一樹兄様はこれでも一応東京大学出てるし、旧制中学も優秀なとこを卒業している。知り合いに海軍関係の人がいれば接触したい。作って欲しい物があるのよね。電気技術者の私には出来ないけど、基礎概念だけ伝えれば作ってくれそうな人が必要なの。

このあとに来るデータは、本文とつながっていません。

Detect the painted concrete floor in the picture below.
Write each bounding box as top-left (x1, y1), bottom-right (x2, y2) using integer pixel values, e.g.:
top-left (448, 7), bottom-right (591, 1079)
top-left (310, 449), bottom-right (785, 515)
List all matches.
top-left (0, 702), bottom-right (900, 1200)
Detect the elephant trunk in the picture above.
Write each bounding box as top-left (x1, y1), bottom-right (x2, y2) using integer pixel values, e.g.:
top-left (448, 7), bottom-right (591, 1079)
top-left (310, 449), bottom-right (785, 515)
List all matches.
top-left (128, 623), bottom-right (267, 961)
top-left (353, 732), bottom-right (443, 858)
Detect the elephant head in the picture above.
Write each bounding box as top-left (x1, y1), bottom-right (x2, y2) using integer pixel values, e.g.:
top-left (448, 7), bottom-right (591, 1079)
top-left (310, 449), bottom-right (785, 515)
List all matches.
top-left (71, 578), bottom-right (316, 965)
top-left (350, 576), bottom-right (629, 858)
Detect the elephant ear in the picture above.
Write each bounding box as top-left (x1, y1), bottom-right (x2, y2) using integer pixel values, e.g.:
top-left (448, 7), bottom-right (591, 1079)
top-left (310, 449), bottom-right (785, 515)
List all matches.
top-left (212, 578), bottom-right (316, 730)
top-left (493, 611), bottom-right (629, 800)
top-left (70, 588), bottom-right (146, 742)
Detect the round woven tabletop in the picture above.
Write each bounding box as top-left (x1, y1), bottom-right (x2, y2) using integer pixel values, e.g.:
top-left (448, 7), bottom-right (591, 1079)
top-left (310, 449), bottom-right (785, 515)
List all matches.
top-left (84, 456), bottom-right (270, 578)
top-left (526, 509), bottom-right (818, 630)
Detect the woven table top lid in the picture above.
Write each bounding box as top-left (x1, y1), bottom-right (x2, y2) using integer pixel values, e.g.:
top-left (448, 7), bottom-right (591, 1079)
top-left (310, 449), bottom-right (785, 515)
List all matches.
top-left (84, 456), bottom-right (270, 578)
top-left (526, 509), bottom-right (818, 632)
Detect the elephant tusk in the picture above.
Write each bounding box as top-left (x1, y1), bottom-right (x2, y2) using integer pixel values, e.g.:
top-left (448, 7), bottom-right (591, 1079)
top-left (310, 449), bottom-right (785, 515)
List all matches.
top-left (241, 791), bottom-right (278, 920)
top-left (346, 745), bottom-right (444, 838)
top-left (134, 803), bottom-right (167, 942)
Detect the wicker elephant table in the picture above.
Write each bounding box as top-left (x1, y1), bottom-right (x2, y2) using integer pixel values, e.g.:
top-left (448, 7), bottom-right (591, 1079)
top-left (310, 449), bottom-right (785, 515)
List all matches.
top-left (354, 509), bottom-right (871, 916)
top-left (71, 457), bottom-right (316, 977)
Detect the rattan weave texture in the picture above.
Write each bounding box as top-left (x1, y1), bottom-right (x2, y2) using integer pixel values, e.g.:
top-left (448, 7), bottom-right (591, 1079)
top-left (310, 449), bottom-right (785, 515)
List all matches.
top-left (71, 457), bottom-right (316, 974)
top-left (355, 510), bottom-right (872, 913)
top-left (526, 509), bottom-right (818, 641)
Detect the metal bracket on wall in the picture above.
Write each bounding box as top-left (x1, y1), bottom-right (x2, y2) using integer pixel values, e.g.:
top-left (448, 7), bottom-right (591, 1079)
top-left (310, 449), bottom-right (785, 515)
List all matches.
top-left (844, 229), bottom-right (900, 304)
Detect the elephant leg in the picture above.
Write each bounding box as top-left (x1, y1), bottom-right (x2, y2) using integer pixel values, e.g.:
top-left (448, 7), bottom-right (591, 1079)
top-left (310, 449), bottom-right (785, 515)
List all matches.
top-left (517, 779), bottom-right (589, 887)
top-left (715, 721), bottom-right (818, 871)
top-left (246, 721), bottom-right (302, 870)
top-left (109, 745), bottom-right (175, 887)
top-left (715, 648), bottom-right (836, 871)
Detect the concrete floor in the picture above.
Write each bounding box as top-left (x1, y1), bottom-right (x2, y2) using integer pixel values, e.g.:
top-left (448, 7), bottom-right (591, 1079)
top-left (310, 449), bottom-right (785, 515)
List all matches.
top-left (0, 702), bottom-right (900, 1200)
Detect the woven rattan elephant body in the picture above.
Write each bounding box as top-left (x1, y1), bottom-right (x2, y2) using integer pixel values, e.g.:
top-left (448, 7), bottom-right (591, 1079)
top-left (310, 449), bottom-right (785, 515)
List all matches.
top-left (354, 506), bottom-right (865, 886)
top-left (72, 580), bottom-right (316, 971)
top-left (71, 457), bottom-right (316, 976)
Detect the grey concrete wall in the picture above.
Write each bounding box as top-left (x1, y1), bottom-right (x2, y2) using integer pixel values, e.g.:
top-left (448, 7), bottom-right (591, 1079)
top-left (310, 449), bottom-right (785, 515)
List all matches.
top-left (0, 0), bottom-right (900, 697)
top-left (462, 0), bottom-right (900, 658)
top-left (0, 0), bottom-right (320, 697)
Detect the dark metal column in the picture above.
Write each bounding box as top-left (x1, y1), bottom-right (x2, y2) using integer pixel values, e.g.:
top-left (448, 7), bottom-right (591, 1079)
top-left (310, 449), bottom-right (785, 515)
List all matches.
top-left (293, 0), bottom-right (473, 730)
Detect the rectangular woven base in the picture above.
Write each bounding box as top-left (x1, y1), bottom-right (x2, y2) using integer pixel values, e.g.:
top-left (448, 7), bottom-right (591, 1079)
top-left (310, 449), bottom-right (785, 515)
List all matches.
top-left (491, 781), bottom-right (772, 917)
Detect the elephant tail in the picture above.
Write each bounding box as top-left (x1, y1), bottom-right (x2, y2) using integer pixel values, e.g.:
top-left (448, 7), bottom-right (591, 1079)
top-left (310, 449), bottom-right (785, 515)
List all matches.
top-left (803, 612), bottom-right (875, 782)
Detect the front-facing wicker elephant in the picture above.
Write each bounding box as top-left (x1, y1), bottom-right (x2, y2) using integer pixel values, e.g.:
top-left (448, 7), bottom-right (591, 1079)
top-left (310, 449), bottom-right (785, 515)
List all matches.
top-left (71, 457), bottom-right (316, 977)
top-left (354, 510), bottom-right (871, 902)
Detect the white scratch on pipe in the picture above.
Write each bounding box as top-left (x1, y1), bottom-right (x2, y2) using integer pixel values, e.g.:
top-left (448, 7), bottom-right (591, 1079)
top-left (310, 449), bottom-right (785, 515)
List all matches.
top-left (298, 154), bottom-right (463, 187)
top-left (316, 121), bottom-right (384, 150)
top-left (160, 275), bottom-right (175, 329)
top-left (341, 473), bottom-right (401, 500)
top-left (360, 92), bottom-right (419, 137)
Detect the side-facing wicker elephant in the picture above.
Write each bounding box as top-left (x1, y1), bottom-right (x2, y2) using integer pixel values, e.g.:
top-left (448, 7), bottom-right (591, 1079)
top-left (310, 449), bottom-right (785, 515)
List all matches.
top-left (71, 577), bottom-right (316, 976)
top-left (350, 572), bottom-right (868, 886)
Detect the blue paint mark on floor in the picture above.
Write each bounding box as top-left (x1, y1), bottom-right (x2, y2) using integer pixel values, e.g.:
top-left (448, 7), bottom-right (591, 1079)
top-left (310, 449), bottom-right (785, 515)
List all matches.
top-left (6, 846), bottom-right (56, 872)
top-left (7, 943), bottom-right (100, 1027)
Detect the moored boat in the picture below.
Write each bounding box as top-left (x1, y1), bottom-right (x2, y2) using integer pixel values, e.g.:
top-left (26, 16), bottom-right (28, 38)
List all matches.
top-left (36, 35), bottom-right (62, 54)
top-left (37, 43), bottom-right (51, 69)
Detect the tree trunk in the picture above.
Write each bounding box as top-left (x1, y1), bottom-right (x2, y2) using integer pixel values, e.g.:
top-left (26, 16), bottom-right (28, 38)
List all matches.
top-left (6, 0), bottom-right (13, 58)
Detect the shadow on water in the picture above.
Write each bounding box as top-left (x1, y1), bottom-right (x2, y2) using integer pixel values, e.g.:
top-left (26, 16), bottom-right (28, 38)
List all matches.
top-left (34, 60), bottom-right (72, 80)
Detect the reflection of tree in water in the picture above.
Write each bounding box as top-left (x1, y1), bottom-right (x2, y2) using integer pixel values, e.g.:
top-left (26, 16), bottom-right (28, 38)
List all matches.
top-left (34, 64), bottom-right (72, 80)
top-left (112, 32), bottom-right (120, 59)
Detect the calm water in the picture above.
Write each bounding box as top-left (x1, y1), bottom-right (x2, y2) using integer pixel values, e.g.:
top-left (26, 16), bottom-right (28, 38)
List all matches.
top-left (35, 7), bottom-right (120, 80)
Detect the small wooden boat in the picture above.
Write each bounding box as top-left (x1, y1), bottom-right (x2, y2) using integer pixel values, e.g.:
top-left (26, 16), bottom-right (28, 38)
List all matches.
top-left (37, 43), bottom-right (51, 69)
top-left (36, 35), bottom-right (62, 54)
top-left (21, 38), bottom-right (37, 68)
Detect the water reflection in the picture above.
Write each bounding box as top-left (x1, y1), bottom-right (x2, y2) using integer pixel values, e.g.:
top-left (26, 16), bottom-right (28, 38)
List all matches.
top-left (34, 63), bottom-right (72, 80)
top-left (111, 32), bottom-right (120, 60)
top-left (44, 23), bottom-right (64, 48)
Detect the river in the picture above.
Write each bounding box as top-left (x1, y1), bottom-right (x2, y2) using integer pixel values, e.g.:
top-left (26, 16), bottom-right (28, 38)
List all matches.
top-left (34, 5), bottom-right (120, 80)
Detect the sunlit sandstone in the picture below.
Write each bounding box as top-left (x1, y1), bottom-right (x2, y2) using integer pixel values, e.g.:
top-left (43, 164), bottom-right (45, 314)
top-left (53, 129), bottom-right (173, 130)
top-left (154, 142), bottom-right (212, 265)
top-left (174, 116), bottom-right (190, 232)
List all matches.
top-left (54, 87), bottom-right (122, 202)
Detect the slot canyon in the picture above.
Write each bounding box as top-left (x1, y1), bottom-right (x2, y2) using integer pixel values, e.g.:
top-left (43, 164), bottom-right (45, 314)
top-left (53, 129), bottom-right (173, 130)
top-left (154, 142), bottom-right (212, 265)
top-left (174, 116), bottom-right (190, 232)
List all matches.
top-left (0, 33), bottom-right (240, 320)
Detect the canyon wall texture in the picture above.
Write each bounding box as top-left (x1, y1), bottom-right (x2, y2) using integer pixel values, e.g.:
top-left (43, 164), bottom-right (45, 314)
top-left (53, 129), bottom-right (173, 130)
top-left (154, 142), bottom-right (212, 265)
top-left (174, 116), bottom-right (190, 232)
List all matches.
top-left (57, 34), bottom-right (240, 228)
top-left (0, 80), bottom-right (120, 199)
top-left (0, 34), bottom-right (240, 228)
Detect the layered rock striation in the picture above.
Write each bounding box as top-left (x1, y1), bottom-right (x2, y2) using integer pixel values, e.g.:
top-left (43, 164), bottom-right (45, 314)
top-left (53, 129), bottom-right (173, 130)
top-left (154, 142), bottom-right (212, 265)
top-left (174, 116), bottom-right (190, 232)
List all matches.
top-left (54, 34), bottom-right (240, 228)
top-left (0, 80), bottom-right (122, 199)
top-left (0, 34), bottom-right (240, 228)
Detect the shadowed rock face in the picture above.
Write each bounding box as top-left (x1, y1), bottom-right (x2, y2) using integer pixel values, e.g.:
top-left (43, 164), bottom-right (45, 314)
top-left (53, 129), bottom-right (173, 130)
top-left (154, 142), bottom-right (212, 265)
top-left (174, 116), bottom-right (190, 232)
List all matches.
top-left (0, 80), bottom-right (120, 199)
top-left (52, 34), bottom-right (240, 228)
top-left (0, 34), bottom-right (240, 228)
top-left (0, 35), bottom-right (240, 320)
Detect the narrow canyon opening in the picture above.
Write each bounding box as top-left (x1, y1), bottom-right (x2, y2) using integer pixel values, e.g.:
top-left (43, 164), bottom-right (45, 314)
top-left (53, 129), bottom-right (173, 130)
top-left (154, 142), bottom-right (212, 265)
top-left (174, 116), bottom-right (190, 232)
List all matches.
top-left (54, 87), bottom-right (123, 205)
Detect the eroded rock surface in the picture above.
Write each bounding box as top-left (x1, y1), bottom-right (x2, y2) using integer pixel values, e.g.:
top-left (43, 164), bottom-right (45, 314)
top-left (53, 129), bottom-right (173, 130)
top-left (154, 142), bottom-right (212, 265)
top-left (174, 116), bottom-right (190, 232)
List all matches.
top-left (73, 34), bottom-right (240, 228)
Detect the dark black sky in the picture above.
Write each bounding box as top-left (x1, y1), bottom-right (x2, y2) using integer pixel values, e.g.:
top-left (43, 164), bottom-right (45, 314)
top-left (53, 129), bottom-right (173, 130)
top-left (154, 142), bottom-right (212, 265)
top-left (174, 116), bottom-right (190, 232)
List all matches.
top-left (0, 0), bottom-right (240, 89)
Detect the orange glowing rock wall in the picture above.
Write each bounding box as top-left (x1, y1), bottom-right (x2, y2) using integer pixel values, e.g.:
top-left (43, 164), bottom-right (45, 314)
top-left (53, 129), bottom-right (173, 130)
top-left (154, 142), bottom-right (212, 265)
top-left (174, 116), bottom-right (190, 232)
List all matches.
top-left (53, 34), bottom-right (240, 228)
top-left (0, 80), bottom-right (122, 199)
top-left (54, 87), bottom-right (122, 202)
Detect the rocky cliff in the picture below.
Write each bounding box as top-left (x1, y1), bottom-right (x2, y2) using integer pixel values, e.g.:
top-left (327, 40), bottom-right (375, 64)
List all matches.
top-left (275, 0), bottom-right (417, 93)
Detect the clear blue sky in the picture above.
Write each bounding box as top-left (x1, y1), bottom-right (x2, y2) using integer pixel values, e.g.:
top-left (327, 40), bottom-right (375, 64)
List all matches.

「なら海軍の関係者に知り合いがいいかな? 私、会社を経営しているでしょ? だから海軍の人に人脈作りたいの。出来れば海軍工廠の人とかだと最高かな」
「それなら俺の唯一の親友が海軍工廠で働いている。そいつなら紹介できる」
やった! 思わぬ処で繋がった。それも海軍工廠なんて最高じゃん!
「私の方も助かったわ。だから、今回の事はお互い様ってこと「俺はお前に一生忠誠を誓う。どんな事があっても俺はお前の味方だし、何でも俺を頼ってくれ」」
出来ればこれっきりの割り切りの関係にしたかったのだけど、忠誠まで誓われてしまった。
一樹兄様は私の手を取って手の甲に軽くキスする。
ひぇ。思わず心の中で悲鳴が出る。こんなヤツだけど、近くで見ると意外と顔はいい。
手の甲にキスするのは西洋の騎士の忠誠の証だけど、自分がされると思わず顔が赤くなる。
「お嬢様、顔が赤いです」
「う、煩いわね、茜のいぢわる!」
一樹兄様が去った後に茜が揶揄する。
「ですが、中々良い事をなされましたね。一樹様は真剣に医学に打ち込んでおられましたが、一昨年、脚気と栄養の問題の論文を提出したものの、学会で見向きもされなかったそうです。華族の遊びと決めつけられてしまい。照れ隠しで変な事を言われますが、本当は学会なんて興味が無い、ただ研究を認めてもらえないと先に進めないからと察します」
「・・・そっか」
私は一樹兄様を少し見直していた。生き方下手だけど、性根は真っすぐな人なのだな、と。
「ただ、これで一生お嬢様の恩恵にあずかるつもりらしいですね。お嬢様、男性は女性の涙に弱いと聞き及んでおりますが、男性の涙に弱い女なんてチョロ過ぎませんか?」
あのクソ野郎。私は心の中で毒づいた。